Primary Care Management/Action Plans for Advanced Chronic Diseases
Primary Purpose
Heart Failure, Chronic Obstructive Lung Disease
Status
Completed
Phase
Phase 2
Locations
Canada
Study Type
Interventional
Intervention
Application of a management action plan
Sponsored by
About this trial
This is an interventional treatment trial for Heart Failure focused on measuring Advanced chronic diseases, Heart failure, Chronic obstructive lung disease, primary care, Chronic Care
Eligibility Criteria
Inclusion Criteria: diagnosis of Chronic Heart Failure diagnosis of Chronic Obstructive Pulmonary Disease Exclusion Criteria: living in a nursing home inability to give informed consent involved in other studies of CHF or COPD
Sites / Locations
- Centre for Studies in Primary Care
Outcomes
Primary Outcome Measures
Degree of adherence to the clinical practice guidelines.
Secondary Outcome Measures
Patient satisfaction
General health related quality of life
Therapeutic Self Care
Number of referrals to community-based services
Number of emergency room visits annually
Number of hospitalizations annually
Full Information
NCT ID
NCT00202150
First Posted
September 13, 2005
Last Updated
March 10, 2015
Sponsor
Queen's University
Collaborators
Ontario Ministry of Health and Long Term Care
1. Study Identification
Unique Protocol Identification Number
NCT00202150
Brief Title
Primary Care Management/Action Plans for Advanced Chronic Diseases
Official Title
Primary Care Management/Action Plans for Advanced Chronic Diseases (The RoadMAP Project)
Study Type
Interventional
2. Study Status
Record Verification Date
March 2015
Overall Recruitment Status
Completed
Study Start Date
September 2004 (undefined)
Primary Completion Date
September 2006 (Actual)
Study Completion Date
September 2006 (Actual)
3. Sponsor/Collaborators
Responsible Party, by Official Title
Sponsor
Name of the Sponsor
Queen's University
Collaborators
Ontario Ministry of Health and Long Term Care
4. Oversight
5. Study Description
Brief Summary
Patients living with advanced chronic diseases (ACD), such as congestive heart failure (CHF) and chronic obstructive lung disease (COPD) present substantial care and economic challenges for the health care system due to frequent emergency room visits and acute care hospitalizations. Morbidity and mortality is high in these complex populations, and patient quality of life is often compromised.

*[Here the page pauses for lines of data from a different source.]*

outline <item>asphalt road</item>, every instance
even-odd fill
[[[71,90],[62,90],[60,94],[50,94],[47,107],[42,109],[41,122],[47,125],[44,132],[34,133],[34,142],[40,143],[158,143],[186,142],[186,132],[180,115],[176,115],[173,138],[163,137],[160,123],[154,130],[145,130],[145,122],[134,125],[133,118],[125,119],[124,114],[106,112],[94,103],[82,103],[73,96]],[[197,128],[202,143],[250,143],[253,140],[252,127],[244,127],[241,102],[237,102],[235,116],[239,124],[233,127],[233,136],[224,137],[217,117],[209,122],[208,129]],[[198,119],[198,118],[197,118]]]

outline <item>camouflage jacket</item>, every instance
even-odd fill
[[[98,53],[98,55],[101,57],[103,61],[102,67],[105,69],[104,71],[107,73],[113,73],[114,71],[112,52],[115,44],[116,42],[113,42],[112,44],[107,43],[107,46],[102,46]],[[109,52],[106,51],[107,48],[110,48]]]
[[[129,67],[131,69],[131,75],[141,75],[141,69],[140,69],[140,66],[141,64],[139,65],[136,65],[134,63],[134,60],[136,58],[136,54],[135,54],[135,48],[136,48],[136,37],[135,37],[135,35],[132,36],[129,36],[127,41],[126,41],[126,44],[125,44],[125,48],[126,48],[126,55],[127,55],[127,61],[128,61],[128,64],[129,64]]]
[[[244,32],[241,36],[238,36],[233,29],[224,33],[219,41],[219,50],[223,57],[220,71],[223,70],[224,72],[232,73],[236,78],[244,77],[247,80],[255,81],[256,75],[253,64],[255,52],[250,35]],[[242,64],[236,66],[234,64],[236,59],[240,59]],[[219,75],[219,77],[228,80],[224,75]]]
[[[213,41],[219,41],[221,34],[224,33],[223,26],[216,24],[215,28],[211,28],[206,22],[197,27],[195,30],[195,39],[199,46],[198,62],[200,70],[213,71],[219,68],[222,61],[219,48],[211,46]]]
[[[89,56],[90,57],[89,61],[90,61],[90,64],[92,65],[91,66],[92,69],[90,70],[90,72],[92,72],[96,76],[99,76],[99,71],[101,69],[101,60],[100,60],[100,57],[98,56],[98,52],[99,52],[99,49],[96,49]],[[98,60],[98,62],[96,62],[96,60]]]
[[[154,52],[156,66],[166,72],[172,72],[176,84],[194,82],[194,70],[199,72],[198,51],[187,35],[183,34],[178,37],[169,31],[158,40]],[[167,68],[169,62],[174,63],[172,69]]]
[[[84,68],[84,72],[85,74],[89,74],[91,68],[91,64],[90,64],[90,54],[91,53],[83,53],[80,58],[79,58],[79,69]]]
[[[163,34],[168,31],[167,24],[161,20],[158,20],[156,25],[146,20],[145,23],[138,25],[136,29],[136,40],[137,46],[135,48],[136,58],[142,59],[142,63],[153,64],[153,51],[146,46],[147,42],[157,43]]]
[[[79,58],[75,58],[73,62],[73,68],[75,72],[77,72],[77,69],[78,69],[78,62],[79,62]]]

Care of patients with ACD occurs across health care sectors, by providers in the acute, primary and community settings. Despite recent efforts to enhance the care of patients with ACD, through multidisciplinary disease management programs, variations and gaps exist along the continuum of care. The available evidence suggests that there are opportunities to optimize the primary care of patients with ACD. We are proposing to build upon the current evidence and guidelines for disease management programs, our existing specialized resources, our existing primary care practices, and develop and test a model of care that is primary care based, sensitive to the unique demands and characteristics of different primary practices. Our goal is to design linkages and care strategies of relevance and importance to the primary care providers who care for patients with advanced COPD and CHF.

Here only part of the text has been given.